Experimental Predictions

The Bayesian model predicts significant deviation from the prediction of a diffusion model when the precision of the sensory input (or the task difficulty) is varied randomly from trial to trial. Some of these predictions qualitatively fit previous results.

Thus, we predict that the reaction times are slower for error trials than correct trials, as shown in Figure 4C. This was indeed reported experimentally (Mazurek et al., 2003).

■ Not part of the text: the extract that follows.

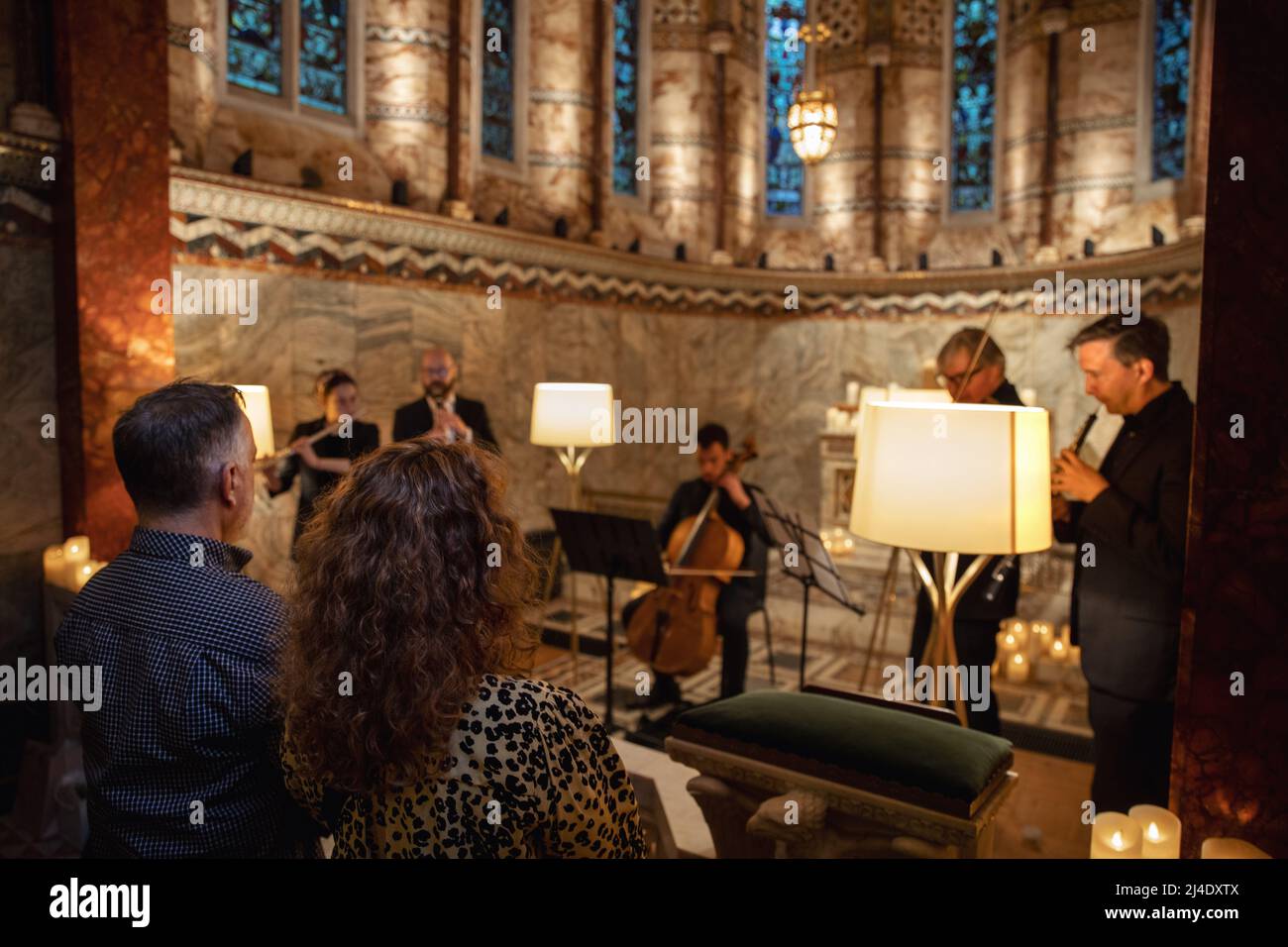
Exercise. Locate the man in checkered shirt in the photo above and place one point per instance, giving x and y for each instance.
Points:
(181, 757)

The model also predicts quasi-symmetrical reaction time distribution, as shown in Figures 4E,F. Such quasi-symmetrical RT distributions were observed in macaque monkeys performing this motion discrimination task (Ditterich, 2006). This is one of the most striking deviations of this behavior from the predictions of a diffusion model. An “urgency signal” increasing the probability of a choice with time during the trial has been proposed to account for these data (Ditterich, 2006). The effect of the urgency signal is similar to the effect of a collapsing bound.

The modulation by the prior resembles a pseudo “motion” signal, as shown in Figures 4C,D. Indeed, this was also reported experimentally (Palmer et al., 2005; Hanks et al., 2011). Once again, this data was attributed to a collapsing bound or an urgency signal forcing faster decisions in low coherence trials (Palmer et al., 2005; Hanks et al., 2011).

Finally, we predict that the influence of the sensory signal is stronger early in the trial than later in the trial, as shown in Figure 6A. Indeed, this effect is also observed in monkeys performing the motion discrimination task in zero coherence trials (Kiani et al., 2008). The decrease in sensory weights in low coherence trials limits the effective integration time window, causing saturation of performance with longer stimulus presentation, as shown in Figure 6B. Indeed, this was reported as well in the fixed duration task (Kiani et al., 2008). The authors accounted for these data by assuming that the animal reaches an internal decision bound after which it stops integration until the “go signal” is provided. We predict on the contrary that there is no “internal bound.” The monkey stops integrating in low coherence trials as soon as it realizes that the sensory input in entirely unreliable. This should not occur in high coherence trial.

Finally, a strong prediction of the adaptive Bayesian model is that the effect of the prior will not “wash away” for longer presentation times when the motion coherence is zero (Figure 6C), in contrast to the decay in prior influence normally observed when coherence is higher. To our knowledge, this prediction has not been tested experimentally.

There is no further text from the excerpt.